Rendezvous with Disaster

 

 

T
HE SUBSTANTIAL
market town of Chambersburg, Pennsylvania, seemed unusually quiet, even for a Sunday, after the noisy passage of troops of the Army of Northern Virginia during the week. The houses and stores were shuttered, and the front doors of the Franklin Hotel were locked. Citizens dressed for the Sabbath moved with wary curiosity about the streets.

They were hostile but not apprehensive, as the Confederate soldiers had not committed acts of vandalism or abused the inhabitants. On the contrary, the troops had been highly good-humored in the face of taunts and insults.

Despite the good-humor of the soldiers and the strict discipline maintained by their officers, Lee’s army had levied heavily on the storekeepers and the citizens of the bountiful Pennsylvania countryside. They had been orderly about it, all very businesslike, giving scrip in their own money for everything they confiscated. These items included boots, suits, shoe leather, horseshoes, bacon, flour, coffee, sugar, sauerkraut, and neat’s-foot oil. The list was endless.

The enemy troops seemed in need of every necessity for living, and the enlisted men displayed a passion for stealing hats which defied the most rigid supervision. The soldiers would put up with anything—patches, ill-matching clothes, broken shoes or none—except the absence of a hat. Marching through the Northern towns, the men became very adept at snatching hats from the heads of civilians standing on the sidewalk. They would quickly ball the hats up and tuck them under their arms. Even if an officer tried to recover the property of an outraged civilian, he could not well stop several miles of soldiers to search under each arm.

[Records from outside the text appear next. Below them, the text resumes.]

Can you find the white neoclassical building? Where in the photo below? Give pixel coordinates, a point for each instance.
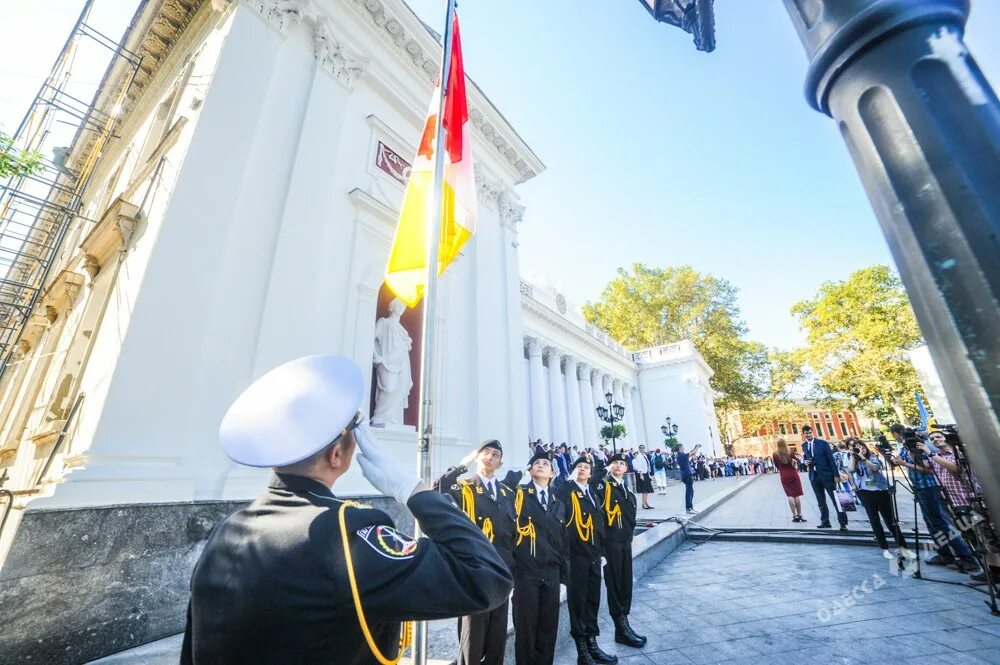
(240, 216)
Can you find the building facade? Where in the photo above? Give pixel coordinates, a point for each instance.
(241, 216)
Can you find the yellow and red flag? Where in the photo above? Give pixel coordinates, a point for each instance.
(406, 272)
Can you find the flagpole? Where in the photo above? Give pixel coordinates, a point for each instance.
(425, 425)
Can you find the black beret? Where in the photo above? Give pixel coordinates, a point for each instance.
(491, 443)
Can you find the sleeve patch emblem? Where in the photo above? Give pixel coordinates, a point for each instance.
(388, 542)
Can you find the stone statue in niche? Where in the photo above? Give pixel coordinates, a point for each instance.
(392, 367)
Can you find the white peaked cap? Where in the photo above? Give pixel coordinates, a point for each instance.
(292, 411)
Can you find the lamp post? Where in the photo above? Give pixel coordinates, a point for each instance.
(922, 124)
(611, 414)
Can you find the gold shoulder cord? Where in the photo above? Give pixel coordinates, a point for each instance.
(523, 531)
(469, 508)
(406, 631)
(584, 528)
(612, 513)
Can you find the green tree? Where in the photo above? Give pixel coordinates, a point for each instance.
(653, 306)
(858, 333)
(17, 162)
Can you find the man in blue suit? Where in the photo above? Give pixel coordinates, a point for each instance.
(823, 476)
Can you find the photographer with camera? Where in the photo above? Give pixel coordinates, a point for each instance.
(915, 456)
(869, 477)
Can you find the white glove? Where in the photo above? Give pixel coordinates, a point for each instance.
(381, 470)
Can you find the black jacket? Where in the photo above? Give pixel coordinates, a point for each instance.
(544, 559)
(620, 504)
(272, 585)
(493, 517)
(587, 537)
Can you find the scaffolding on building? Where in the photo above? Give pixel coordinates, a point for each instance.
(37, 210)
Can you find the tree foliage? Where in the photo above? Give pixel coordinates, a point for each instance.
(17, 162)
(652, 306)
(859, 332)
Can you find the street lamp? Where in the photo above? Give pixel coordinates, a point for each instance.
(670, 429)
(694, 16)
(922, 124)
(611, 414)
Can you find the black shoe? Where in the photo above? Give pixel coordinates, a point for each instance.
(596, 654)
(634, 634)
(582, 654)
(938, 560)
(625, 636)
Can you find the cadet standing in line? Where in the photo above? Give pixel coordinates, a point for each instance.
(482, 636)
(619, 506)
(584, 525)
(541, 562)
(299, 576)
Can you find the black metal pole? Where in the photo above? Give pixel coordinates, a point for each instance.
(923, 127)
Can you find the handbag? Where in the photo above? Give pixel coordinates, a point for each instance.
(846, 501)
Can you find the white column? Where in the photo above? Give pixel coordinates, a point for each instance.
(539, 413)
(587, 413)
(573, 403)
(630, 417)
(616, 390)
(557, 395)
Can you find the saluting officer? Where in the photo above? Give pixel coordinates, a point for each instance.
(482, 636)
(300, 576)
(585, 527)
(619, 506)
(541, 563)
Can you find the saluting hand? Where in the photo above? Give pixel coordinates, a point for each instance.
(381, 470)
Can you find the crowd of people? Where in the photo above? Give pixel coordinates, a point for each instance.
(855, 472)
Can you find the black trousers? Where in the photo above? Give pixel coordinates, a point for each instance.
(878, 502)
(536, 621)
(618, 577)
(584, 595)
(822, 490)
(482, 638)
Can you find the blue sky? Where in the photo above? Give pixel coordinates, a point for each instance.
(656, 153)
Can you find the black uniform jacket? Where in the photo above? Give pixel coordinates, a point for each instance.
(272, 586)
(544, 561)
(593, 546)
(500, 513)
(621, 506)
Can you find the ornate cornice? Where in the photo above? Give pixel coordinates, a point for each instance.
(419, 47)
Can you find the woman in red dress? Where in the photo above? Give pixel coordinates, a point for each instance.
(788, 472)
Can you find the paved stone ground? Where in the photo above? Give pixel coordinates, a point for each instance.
(754, 603)
(763, 505)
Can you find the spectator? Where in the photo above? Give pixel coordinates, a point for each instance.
(928, 491)
(788, 474)
(687, 475)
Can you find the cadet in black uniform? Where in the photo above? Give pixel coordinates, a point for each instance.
(585, 527)
(541, 562)
(619, 505)
(482, 637)
(301, 577)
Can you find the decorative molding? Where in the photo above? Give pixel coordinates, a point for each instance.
(280, 14)
(333, 58)
(391, 29)
(112, 234)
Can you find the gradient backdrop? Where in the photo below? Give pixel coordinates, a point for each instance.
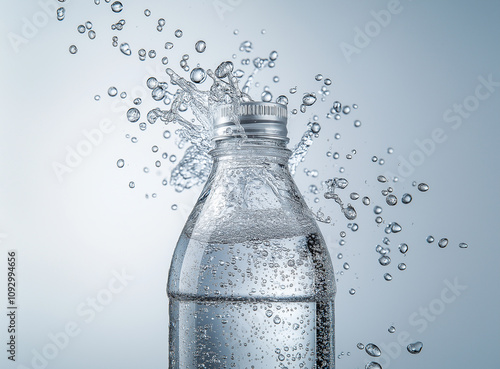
(93, 254)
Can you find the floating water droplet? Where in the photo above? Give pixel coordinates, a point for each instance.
(423, 187)
(198, 75)
(373, 365)
(60, 13)
(443, 242)
(200, 46)
(117, 7)
(391, 200)
(133, 115)
(308, 99)
(372, 350)
(415, 348)
(266, 96)
(384, 260)
(125, 49)
(406, 199)
(396, 228)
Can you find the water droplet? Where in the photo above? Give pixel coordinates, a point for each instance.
(423, 187)
(372, 350)
(200, 46)
(395, 227)
(443, 242)
(391, 200)
(308, 99)
(198, 75)
(60, 13)
(384, 260)
(415, 348)
(117, 7)
(406, 199)
(316, 127)
(125, 49)
(133, 115)
(266, 96)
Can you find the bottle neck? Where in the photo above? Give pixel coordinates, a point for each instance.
(251, 149)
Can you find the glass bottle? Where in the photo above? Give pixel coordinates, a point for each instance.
(251, 284)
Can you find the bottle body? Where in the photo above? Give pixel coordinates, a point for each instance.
(251, 283)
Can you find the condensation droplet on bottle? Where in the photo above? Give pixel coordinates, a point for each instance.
(117, 7)
(198, 75)
(406, 198)
(443, 242)
(200, 46)
(372, 350)
(133, 115)
(125, 49)
(423, 187)
(415, 348)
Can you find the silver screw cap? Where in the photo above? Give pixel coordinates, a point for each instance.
(258, 119)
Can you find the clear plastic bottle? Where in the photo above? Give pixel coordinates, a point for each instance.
(251, 284)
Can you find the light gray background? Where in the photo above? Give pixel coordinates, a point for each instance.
(72, 234)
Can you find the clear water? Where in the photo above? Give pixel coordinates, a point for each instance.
(251, 305)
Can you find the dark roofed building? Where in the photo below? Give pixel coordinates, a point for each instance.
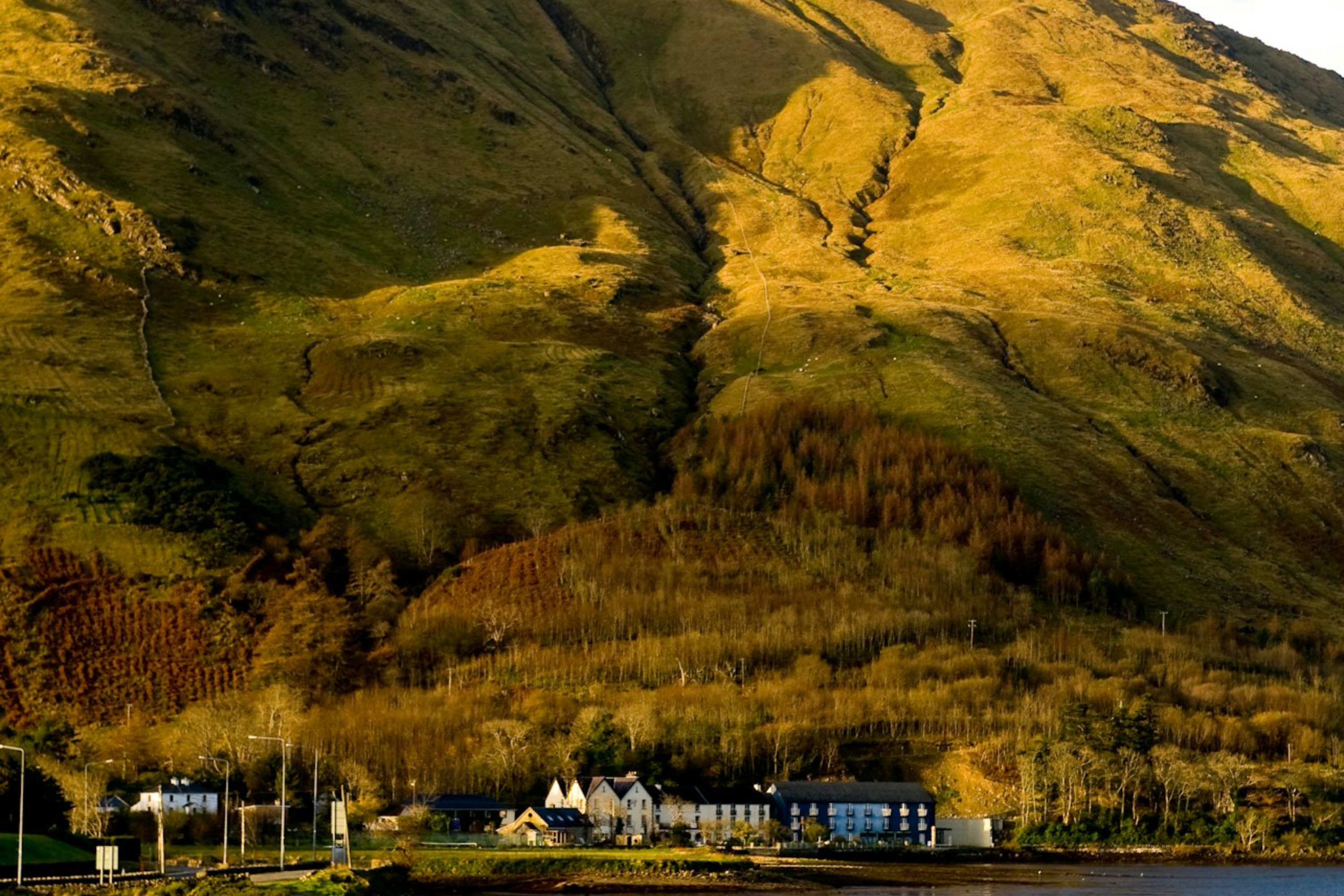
(710, 814)
(468, 813)
(858, 810)
(553, 827)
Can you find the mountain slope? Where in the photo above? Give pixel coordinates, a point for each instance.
(459, 273)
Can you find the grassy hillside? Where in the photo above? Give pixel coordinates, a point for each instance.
(449, 273)
(500, 367)
(38, 849)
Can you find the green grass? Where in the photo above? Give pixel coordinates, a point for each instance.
(39, 849)
(565, 862)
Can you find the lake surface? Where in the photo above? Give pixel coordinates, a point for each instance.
(1123, 880)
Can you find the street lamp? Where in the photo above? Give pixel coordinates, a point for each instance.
(284, 766)
(228, 767)
(88, 808)
(23, 771)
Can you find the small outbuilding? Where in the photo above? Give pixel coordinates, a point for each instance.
(550, 827)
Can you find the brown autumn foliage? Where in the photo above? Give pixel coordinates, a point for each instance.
(806, 460)
(80, 640)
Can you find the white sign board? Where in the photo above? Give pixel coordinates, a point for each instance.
(108, 857)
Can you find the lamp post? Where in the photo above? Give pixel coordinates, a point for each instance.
(315, 804)
(88, 806)
(23, 771)
(228, 769)
(284, 766)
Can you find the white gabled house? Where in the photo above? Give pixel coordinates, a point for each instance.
(616, 808)
(179, 796)
(711, 814)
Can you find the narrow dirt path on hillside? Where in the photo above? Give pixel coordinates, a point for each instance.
(144, 353)
(765, 293)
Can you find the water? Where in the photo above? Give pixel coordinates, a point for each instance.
(1123, 880)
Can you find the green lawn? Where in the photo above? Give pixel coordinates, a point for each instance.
(38, 849)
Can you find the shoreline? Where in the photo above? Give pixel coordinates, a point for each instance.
(826, 874)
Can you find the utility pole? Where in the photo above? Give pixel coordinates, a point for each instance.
(163, 860)
(23, 773)
(88, 808)
(315, 804)
(284, 767)
(228, 769)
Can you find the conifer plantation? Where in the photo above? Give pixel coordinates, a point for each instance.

The Chambersburg citizens had also seen hundreds of cattle and horses that, by their silkiness in comparison to the Confederates’ animals, they recognized as having belonged to their own people.

Yet in Chambersburg all had not been taken. As the requisitioning officers had been courteous, the citizens surrendered only what was visible, and stores still remained in locked cellars. The natives knew from rumors that the last of the enemy troops had passed through the town.

Six divisions of infantry were now camped outside of Chambersburg on farms along the roads to the north and northeast. There the hard-bitten troops were taking their own Sunday ease—bathing their sore feet in the creek, mending their poor clothes, and eating more heartily than they had in months. They carried very little equipment, far less than the civilians had seen on any of their own soldiers. Some carried only a canteen and knapsack stenciled with the faded letters of V
ERMONT
, M
ASS
., or N.J.—relics of old battlefields. Filling their knapsacks from the quartermaster wagons, the lean men looked very unwarlike, and no stranger coming upon their cheerful camps would have suspected them of being an invading army in the enemy’s country.

Closer to town, their headquarters camp was pitched informally in the roadside grove called Shetter’s Woods, where picnics and Fourth-of-July celebrations were held in the shade. Canvas-topped wagons marked “U.S.” were parked without order beside a group of tents. The picketed horses of the staff officers, better mounts and in better condition than those in the cavalry that had come through town, foraged for grass. To and from one of the tents, indistinguishable from the others, officers and couriers came and went all through that warm Sunday of June 28, 1863.

There was no air of urgency about their visits. Inside the tent, the gray-bearded general received the messengers calmly and talked with apparent good cheer. He was a powerfully built man in his mid-fifties, dressed neatly in a long gray jacket that had seen its best day, dark trousers in high black boots, and a medium-brimmed light-gray hat. There was no ornamentation on the simple uniform, and only the three stars of gold braid embossed on his collar suggested anything military. He wore neither sword nor revolver. His handsome, classically carved face was characterized by dignity and a vast composure, and there was in his presence an unmistakable bearing of leadership. Any stranger would have recognized Robert E. Lee on sight.

Captain James Power Smith, a staff officer who visited Lee’s headquarters, said: “He was a kingly man whom all men who came into his presence expected to obey.” Lee’s young son Robert added to that: “I always knew it was impossible to disobey my father.”

Shortly after noon the sound of axes on hardwood dimly reached the general’s camp. Under orders of his chief commissary officer, soldiers were breaking down the locked doors to the Chambersburg cellars, to levy on the secreted caches of supplies. Lee did not like to do things this way. But his people needed the food, especially for the sick, and Federal troops had ravaged his country until their own cupboard was bare. The enemy’s people would have to suffer some, too. General Lee stepped outside the stuffy tent, as if attracted by the crashing noises from town.

Colonel Charles Marshall, his bespectacled aide, watched him intently. He knew the signs of worry beneath the general’s air of calm. For two days Lee had been concealing his anxiety over the absence of any news from his cavalry. Lee’s army was farther north than any Confederate army had ever come, farther from any base, and for the first time since he assumed command General Lee had lost contact with his cavalry—the “eyes” of his army.

Thirty-year-old J. E. B. Stuart, a cadet at West Point when Lee was superintendent there, had served the Army of Northern Virginia as no other cavalry leader had served an army during the war. Skillful, meticulous, and aggressive in reconnaissance, Stuart, Lee said, had never brought him a piece of wrong information, and his screening of the army was flawless. Perhaps Stuart liked fighting for its own sake a little too much, and a tendency to vainglory led him occasionally into rather gaudy exploits, but he was a dedicated Confederate and an instinctive soldier, and he knew his role in this desperate invasion.